En las actitudes concretas, en sus criterios y decisiones, la 
comunidad cristiana debe testimoniar que, por sobre cualquier recurso 
material, pone su confianza en la fuerza de la palabra del Evangelio, en 
la caridad y el compromiso con la justicia, en la pobreza, la oración y la 
cruz. Sabe que lo demás vendrá por añadidura. Es la forma más 
profunda de creer en la promesa de Jesús: no andar preocupados por 
las riquezas, ya que el Padre sabe de lo que tenemos necesidad: de 
buscar antes que nada la justicia del Reino (Mt 6,25ss).
El testimonio de los «medios pobres» en el apostolado nos prohíbe 
pensar que porque no hay recursos financieros «no se puede hacer 
nada»; pensar que el dinero condiciona la eficacia profunda de la 
Misión. Esta actitud no sólo es evangélica, sino que está corroborada 
por la experiencia pastoral, a lo menos en América Latina: muy a 
menudo las diócesis y las iglesias más pobres son las más dinámicas, 
las más misioneras, las de mayor credibilidad en el pueblo, las más 
fieles al Concilio y a la Conferencia de Medellín. Por otra parte, muchas 
obras apostólicas que en sus comienzos fueron pastoralmente eficaces 
buscando una fidelidad a los criterios del Evangelio en cuanto a los 
medios pobres, decaen y aun se corrompen en cuanto a sus objetivos 
originales al enriquecerse y desarrollar materialmente sus modelos de 
acción.
El «estilo pobres en el uso de los medios de apostolado también 
exige que éstos sean «solidarios» con el mensaje que se anuncia y con 
el ambiente en que se actúa. Si los recursos que se emplean en la 
evangelización contrastan con su contenido -las Bienaventuranzas- y 
con los pobres, que son sus destinatarios, somos «ricos» en el estilo 
misionero: utilizamos «medios ricos en relación a un mensaje y a un 
pueblo determinado. El mensaje se hace oscuro y retórico; el pueblo 
no entiende y no se siente aludido.
El Evangelio no pasa. En el apostolado, los métodos no pueden 
separarse del contenido; los medios de transmisión ya condicionan la 
credibilidad del mensaje. No podemos anunciar creíblemente las 
Bienaventuranzas con medios y recursos que las desmienten; no 
podemos dirigirnos a los pobres con un estilo y unos métodos que les 
son extraños y que nos catalogan en el «mundo de los ricos».

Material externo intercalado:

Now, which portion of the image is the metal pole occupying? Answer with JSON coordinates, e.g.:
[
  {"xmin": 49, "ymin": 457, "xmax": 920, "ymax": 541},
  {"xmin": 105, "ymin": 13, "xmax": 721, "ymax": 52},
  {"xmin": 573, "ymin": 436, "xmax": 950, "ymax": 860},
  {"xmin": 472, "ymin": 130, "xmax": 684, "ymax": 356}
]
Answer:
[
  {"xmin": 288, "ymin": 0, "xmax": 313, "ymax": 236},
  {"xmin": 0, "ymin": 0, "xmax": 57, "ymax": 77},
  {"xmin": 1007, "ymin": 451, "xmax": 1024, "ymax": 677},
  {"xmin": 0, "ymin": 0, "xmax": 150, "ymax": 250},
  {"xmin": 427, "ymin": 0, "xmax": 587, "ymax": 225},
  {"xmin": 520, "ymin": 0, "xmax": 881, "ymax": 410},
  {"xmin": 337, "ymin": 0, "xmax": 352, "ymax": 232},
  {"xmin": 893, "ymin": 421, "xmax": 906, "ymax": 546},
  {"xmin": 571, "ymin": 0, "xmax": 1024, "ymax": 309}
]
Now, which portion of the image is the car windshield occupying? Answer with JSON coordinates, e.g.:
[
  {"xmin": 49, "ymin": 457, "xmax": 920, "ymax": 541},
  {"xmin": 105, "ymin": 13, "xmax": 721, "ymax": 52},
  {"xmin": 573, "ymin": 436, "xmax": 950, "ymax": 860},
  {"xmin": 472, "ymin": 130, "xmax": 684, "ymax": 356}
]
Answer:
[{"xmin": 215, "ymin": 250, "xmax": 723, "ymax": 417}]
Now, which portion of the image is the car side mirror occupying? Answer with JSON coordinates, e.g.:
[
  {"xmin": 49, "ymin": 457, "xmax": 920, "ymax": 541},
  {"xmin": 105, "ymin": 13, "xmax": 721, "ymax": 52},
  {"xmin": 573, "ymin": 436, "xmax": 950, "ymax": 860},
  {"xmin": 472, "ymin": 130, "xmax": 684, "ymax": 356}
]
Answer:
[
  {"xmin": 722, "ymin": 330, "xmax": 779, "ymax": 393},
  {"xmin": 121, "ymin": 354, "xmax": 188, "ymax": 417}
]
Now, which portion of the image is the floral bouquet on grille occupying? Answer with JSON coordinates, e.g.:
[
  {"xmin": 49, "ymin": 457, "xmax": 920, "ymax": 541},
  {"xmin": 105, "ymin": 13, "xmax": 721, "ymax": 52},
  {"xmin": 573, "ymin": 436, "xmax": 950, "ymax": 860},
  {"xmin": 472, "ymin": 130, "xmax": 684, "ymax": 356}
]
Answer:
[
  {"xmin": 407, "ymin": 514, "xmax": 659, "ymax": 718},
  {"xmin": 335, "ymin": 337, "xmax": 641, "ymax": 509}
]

La consecuencia de esto es que la evangelización, ya sea a ricos o 
a pobres, ya sea con más o menos recursos, si quiere dar fruto 
profundo y permanente de liberación para los pobres y de conversión 
para los ricos debería hacerse siempre «desde los pobres». «Desde» 

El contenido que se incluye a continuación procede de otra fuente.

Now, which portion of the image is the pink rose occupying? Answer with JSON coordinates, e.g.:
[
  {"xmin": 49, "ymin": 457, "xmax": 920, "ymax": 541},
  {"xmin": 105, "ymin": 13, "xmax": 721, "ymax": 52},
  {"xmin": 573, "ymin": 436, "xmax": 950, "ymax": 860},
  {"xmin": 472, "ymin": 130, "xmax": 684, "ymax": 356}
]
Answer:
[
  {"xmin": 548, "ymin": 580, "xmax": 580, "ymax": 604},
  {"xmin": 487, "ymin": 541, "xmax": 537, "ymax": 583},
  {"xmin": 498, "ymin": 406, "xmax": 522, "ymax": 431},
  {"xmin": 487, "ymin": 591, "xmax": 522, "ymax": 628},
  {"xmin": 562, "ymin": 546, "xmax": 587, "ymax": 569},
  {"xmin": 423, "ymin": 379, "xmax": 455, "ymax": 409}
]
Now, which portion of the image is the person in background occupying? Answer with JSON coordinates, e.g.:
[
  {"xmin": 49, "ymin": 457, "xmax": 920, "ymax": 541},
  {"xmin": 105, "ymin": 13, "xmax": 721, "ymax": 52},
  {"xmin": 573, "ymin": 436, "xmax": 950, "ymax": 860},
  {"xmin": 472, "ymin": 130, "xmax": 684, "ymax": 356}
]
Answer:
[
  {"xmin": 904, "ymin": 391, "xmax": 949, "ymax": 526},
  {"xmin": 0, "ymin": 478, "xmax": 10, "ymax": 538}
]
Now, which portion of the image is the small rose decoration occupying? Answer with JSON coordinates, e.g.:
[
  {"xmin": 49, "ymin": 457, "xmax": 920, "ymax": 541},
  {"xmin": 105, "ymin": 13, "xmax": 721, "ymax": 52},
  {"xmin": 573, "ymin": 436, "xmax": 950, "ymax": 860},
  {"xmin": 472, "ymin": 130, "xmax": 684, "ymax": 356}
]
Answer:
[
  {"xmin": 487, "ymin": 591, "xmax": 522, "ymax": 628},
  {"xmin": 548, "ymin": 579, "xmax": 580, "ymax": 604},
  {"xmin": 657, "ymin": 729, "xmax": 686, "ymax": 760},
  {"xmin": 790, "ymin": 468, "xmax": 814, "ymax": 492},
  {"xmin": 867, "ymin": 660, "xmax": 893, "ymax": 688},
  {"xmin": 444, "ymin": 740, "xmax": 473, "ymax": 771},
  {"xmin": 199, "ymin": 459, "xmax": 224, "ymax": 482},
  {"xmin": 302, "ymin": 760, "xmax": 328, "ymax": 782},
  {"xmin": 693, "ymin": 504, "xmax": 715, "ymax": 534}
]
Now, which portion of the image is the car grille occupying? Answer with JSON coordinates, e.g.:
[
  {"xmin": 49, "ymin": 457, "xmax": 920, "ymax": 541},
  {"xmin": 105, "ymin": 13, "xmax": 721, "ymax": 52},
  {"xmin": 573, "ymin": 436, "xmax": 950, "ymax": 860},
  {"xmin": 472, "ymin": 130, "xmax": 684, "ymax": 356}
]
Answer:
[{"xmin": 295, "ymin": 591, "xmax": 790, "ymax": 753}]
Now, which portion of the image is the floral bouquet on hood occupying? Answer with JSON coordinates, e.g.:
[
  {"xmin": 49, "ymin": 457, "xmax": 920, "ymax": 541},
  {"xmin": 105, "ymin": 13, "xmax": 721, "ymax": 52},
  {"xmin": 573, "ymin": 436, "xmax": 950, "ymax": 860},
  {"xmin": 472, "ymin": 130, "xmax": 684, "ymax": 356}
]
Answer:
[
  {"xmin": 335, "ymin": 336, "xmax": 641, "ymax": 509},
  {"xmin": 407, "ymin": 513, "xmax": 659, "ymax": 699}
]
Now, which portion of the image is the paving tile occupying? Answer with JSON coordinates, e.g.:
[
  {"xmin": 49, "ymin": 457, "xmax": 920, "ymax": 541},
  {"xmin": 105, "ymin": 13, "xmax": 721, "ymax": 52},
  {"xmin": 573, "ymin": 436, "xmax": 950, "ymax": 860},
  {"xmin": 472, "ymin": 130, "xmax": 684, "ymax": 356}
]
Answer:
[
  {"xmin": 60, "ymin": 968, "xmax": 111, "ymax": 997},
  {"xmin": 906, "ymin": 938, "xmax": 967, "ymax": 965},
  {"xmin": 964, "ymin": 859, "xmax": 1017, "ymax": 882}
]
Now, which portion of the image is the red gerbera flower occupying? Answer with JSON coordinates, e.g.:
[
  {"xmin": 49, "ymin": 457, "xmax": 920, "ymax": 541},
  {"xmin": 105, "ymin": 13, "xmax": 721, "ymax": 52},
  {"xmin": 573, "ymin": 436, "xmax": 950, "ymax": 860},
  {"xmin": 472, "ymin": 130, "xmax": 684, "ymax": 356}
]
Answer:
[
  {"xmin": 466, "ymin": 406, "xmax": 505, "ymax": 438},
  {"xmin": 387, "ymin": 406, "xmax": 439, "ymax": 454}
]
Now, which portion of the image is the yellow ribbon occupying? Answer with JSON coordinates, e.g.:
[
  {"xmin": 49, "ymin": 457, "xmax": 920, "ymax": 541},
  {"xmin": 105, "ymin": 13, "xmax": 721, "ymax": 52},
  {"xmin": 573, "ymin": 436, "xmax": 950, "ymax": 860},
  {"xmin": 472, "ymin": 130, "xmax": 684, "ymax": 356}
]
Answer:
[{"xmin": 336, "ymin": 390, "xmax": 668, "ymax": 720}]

no necesariamente como «lugar», sino como solidaridad y como opción 
por la causa de la justicia, que en América Latina es la causa de los 
pobres. Esto es lo que cualifica decisivamente los «medios pobres», 
redime el uso del dinero en el apostolado y hace creíble para ricos y 
pobres todo discurso que sobre la riqueza pronuncie la Iglesia.